In July 2015, Michigan Radio announced:
“Lawyers with the Michigan Innocence Clinic say they believe at least two people have been wrongfully imprisoned for child abuse because they say medical experts misdiagnosed shaken baby syndrome.
Lawyers say they’ll likely take on a third case this summer and are considering an additional three cases as well, though they won’t yet discuss the details publicly.”
In September 2015, The University of Utah stated:
September 15, 2015, Professor Carissa Hessick was interviewed by Fox13 News about the controversy surrounding the changing diagnosis of shaken baby syndrome and the impacts on prosecutions.
‘Shaken Baby Syndrome has become very controversial in the legal field,’ said Carissa Byrne Hassick, a law professor at the University of Utah.
‘There’s no doubt that child abuse is a real problem in this country,’ Hassick explained.
‘But it’s also pretty clear, however, the experts who were originally being advised, they’ve since come to the conclusion that there’s a lot more at play here than originally thought.’ [sic]”

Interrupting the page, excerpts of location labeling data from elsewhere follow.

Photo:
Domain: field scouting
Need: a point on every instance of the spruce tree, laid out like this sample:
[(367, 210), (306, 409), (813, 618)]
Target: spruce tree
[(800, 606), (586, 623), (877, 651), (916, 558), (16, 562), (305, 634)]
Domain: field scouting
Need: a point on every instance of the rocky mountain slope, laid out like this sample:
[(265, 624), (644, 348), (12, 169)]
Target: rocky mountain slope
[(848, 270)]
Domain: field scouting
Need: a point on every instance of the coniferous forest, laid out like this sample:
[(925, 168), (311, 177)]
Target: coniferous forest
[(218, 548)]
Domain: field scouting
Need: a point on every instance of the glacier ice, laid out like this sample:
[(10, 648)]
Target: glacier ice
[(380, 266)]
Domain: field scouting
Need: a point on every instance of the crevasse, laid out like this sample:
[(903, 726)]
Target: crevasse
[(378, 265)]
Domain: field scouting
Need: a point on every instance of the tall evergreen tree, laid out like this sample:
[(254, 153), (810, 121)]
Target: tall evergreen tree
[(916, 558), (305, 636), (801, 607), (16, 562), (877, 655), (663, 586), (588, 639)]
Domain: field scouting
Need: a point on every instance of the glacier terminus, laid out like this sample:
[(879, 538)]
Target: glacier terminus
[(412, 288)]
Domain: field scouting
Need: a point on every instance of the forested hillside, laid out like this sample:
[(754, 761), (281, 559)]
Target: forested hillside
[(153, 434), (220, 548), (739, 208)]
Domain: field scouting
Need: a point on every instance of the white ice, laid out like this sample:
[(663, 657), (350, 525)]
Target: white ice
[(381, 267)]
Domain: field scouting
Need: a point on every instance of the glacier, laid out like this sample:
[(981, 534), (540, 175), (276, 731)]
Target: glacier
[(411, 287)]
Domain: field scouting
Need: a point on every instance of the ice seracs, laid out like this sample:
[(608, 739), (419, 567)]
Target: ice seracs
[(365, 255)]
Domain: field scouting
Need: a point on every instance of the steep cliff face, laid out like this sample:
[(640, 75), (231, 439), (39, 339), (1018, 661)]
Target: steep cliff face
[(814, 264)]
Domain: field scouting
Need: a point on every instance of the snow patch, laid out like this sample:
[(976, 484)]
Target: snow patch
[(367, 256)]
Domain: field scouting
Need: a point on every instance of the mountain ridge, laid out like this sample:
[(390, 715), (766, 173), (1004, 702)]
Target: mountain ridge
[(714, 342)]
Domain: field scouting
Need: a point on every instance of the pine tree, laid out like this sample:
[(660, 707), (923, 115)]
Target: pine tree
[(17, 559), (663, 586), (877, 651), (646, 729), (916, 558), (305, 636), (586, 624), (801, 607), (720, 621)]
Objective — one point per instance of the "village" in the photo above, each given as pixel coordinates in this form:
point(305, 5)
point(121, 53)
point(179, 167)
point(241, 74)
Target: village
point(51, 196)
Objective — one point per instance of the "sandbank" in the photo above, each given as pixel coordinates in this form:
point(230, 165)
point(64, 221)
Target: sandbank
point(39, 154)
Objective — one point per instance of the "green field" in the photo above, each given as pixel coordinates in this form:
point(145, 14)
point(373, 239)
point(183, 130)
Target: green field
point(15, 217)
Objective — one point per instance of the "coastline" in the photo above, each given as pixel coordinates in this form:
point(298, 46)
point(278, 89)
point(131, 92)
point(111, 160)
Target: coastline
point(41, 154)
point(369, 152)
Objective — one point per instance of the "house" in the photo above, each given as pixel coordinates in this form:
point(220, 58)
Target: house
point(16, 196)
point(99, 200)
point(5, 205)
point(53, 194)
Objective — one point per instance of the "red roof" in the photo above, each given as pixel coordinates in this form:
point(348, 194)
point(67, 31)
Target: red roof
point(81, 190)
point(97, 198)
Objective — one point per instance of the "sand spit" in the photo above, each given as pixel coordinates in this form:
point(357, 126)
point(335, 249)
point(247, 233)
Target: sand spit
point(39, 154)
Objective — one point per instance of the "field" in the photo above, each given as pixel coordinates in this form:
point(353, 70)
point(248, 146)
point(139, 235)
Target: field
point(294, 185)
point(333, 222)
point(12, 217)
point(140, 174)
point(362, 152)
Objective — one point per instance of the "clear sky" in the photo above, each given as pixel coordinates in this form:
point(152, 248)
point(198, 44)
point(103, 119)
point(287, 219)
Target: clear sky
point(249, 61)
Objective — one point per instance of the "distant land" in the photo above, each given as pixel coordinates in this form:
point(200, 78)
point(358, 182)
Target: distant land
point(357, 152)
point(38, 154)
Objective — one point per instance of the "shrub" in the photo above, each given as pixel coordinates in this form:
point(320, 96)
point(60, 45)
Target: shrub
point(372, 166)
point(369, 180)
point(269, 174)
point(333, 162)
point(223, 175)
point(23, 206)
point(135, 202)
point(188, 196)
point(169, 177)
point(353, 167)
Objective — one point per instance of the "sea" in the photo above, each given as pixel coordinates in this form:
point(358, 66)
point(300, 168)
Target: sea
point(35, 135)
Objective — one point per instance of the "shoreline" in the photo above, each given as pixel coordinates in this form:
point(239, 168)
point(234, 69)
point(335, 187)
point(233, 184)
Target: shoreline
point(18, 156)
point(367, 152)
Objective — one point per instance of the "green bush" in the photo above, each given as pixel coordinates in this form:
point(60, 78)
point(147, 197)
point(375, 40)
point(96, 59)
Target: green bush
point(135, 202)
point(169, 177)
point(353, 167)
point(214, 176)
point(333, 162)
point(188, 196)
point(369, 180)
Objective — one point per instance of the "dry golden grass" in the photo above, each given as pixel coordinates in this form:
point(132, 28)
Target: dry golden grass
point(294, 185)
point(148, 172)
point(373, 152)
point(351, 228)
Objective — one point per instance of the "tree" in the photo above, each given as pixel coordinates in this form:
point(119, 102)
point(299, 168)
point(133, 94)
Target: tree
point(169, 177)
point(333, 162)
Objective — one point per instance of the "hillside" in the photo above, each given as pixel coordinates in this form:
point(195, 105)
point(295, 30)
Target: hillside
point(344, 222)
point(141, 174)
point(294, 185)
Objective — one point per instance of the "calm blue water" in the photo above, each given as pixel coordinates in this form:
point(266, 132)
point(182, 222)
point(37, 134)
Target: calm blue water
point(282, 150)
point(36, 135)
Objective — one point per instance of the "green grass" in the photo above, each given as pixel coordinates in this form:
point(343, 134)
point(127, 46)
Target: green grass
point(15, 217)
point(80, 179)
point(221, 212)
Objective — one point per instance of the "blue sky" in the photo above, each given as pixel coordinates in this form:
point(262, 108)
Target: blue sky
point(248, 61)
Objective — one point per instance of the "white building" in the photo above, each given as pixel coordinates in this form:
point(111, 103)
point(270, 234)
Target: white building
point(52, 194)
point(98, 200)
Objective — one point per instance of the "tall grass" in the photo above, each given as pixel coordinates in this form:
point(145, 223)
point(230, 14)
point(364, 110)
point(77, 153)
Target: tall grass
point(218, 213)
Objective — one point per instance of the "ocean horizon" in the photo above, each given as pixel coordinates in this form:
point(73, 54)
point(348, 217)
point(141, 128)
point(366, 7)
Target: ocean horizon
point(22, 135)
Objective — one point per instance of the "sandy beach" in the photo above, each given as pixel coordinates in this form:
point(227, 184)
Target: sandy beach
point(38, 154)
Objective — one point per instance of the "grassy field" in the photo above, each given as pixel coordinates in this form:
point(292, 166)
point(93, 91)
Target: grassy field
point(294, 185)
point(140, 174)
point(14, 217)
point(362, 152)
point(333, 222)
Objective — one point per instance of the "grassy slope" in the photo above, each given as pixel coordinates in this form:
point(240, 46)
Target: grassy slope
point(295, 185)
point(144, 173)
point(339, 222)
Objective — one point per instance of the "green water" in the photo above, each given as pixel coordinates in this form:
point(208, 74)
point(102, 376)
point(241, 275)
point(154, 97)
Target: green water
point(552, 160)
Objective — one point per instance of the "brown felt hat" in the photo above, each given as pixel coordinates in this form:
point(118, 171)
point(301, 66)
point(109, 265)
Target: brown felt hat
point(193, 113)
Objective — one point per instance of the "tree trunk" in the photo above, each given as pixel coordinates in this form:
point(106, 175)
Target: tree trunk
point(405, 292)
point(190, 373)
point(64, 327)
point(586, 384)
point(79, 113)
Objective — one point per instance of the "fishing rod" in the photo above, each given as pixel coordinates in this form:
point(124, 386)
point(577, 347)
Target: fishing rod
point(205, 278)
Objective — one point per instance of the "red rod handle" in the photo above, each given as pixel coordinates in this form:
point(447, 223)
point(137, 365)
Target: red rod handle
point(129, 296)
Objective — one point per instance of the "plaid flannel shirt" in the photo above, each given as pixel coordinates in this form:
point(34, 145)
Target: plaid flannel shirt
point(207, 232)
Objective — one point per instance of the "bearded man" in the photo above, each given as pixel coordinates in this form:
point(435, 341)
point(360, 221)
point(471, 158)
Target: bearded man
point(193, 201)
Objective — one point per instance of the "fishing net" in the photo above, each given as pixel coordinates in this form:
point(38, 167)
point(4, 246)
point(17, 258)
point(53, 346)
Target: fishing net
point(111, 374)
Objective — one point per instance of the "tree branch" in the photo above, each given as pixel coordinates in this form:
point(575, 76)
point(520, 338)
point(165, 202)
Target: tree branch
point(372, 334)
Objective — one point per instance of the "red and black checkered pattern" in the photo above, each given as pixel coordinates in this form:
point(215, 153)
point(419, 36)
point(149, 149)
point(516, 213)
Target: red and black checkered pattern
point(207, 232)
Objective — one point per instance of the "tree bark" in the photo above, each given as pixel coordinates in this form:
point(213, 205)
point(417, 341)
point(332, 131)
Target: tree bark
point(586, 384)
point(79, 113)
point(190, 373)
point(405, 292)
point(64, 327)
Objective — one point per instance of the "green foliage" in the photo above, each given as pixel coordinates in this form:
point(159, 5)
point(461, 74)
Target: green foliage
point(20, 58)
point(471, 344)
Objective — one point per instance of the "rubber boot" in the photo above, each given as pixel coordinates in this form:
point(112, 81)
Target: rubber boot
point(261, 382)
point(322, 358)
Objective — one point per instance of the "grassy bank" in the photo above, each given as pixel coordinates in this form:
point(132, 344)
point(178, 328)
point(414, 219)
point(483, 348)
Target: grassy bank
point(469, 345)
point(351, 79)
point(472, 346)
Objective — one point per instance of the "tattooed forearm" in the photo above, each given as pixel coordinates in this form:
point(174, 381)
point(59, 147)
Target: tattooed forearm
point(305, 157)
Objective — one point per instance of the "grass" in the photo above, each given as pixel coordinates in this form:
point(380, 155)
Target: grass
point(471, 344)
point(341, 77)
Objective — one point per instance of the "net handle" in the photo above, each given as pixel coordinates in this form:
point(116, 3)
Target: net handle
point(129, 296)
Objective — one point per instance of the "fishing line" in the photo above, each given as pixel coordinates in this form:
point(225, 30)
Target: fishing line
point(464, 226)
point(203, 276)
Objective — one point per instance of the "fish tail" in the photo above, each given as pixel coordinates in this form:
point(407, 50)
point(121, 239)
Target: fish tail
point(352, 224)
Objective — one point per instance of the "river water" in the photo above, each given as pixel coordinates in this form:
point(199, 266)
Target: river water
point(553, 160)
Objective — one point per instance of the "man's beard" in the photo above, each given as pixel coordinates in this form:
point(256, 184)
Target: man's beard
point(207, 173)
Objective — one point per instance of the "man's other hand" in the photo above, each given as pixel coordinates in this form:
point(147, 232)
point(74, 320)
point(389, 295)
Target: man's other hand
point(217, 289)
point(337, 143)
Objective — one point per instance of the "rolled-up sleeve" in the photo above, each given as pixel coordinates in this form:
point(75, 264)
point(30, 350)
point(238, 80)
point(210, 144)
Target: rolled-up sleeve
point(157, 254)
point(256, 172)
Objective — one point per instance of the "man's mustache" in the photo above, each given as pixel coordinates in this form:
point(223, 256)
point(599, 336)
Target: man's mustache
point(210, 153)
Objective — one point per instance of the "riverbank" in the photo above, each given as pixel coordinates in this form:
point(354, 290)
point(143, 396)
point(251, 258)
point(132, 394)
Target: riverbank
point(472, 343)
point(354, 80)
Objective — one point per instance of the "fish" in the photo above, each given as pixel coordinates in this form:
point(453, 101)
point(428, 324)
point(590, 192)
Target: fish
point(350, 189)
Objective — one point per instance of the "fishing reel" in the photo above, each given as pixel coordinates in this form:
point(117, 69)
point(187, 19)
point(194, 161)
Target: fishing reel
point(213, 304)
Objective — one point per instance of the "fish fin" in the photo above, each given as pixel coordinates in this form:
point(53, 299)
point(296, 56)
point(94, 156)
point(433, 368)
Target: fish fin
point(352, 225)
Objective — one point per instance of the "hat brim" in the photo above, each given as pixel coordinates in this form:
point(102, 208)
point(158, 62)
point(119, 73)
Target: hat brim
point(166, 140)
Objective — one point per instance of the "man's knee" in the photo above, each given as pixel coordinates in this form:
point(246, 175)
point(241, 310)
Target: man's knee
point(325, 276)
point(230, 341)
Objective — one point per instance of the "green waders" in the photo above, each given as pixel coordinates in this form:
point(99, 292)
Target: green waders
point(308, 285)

And in May, 2016 the West Virginia University reported that:
“Hampshire County, West Virginia, native Jeremiah Mongold is a free man today after serving 11 years of a 40-year sentence for the death of his stepdaughter thanks to the West Virginia Innocence Project at the West Virginia University College of Law.”
It appears that at last, professionals from around the world, are realizing that not all cases involving the “triad of injuries,” previously thought to be a definite diagnosis of Shaken baby syndrome, are necessarily caused by the parent or care-giver and are, at long last investigating the syndrome in more depth.